KS Test, Data vs. Data

Can also test whether two samples come from same distribution

n <- length(returns)
half <- round(n/2)
ks.test(returns[1:half], returns[(half+1):n])

## Warning: p-value will be approximate in the presence of ties

## 
##  Two-sample Kolmogorov-Smirnov test
## 
## data:  returns[1:half] and returns[(half + 1):n]
## D = 0.0599, p-value = 0.002569
## alternative hypothesis: two-sided

Chi-Squared Test for Discrete Distributions

Compare an actual table of counts to a hypothesized probability distribution

e.g., as many up days as down?

up_or_down <- ifelse(returns > 0, 1, -1)
# 1936 down days, 1772 up days
chisq.test(table(up_or_down),p=c(1/2,1/2))

## 
##  Chi-squared test for given probabilities
## 
## data:  table(up_or_down)
## X-squared = 7.34, df = 1, p-value = 0.006743

Chi-Squared Test: Degrees of Freedom

The $p$-value calculated by chisq.test assumes that all the probabilities in $p$ were fixed, not estimated from the data used for testing, so $df = $ number of cells in the table $-1$
If we estimate $q$ parameters, we need to subtract $q$ degrees of freedom

Chi-Squared Test for Continuous Distributions

Divide the range into bins and count the number of observations in each bin; this will be x in chisq.test()
Use the CDF function p foo to calculate the theoretical probability of each bin; this is p
Plug in to chisq.test
If parameters are estimated, adjust

Chi-Squared for Continuous Data (cont’d.)

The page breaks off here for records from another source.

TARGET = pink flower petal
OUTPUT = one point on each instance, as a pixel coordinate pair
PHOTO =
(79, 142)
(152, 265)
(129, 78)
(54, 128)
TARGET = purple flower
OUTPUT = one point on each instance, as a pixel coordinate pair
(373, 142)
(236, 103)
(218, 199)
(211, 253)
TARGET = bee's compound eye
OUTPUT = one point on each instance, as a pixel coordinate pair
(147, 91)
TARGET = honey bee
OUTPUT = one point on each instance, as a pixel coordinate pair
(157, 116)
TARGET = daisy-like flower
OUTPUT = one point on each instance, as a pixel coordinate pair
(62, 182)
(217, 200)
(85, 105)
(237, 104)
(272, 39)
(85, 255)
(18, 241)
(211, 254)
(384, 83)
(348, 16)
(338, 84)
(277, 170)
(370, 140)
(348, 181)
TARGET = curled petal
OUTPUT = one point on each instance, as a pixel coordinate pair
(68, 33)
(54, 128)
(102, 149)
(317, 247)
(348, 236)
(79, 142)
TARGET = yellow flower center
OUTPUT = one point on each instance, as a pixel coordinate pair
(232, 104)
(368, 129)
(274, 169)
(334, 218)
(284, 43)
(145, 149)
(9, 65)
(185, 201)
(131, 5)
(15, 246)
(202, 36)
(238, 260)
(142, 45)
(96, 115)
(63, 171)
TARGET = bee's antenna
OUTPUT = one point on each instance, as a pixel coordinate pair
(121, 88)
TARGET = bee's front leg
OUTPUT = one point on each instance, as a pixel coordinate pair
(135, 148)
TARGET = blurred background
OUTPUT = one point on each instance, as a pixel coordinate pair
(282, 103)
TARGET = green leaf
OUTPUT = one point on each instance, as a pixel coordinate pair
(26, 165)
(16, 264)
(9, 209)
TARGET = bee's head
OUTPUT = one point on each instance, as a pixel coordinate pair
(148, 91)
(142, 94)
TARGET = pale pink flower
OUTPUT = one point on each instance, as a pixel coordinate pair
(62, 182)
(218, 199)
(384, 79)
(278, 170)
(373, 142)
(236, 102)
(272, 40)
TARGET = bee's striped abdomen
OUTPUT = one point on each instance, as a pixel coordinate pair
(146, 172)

hist() gives us break points and counts:

cats.hist <- hist(cats$Hwt,plot=FALSE)
cats.hist$breaks

## [1]  6  8 10 12 14 16 18 20 22

cats.hist$counts

## [1] 20 45 42 23 11  2  0  1

Chi-Squared for Continuous Data (cont’d.)

Use these for a $\chi^2$ test:

# Why the padding by -Inf and Inf?
p <- diff(pgamma(c(-Inf,cats.hist$breaks,Inf),shape=cats.gamma["shape"],
                 scale=cats.gamma["scale"]))
# Why the padding by 0 and 0?
x2 <- chisq.test(c(0,cats.hist$counts,0),p=p)$statistic

## Warning: Chi-squared approximation may be incorrect

# Why +2? Why -length(cats.gamma)?
pchisq(x2,df=length(cats.hist$counts)+2 - length(cats.gamma))

## X-squared 
##    0.8546

Don’t need to run hist first; can also use cut to discretize (see ?cut)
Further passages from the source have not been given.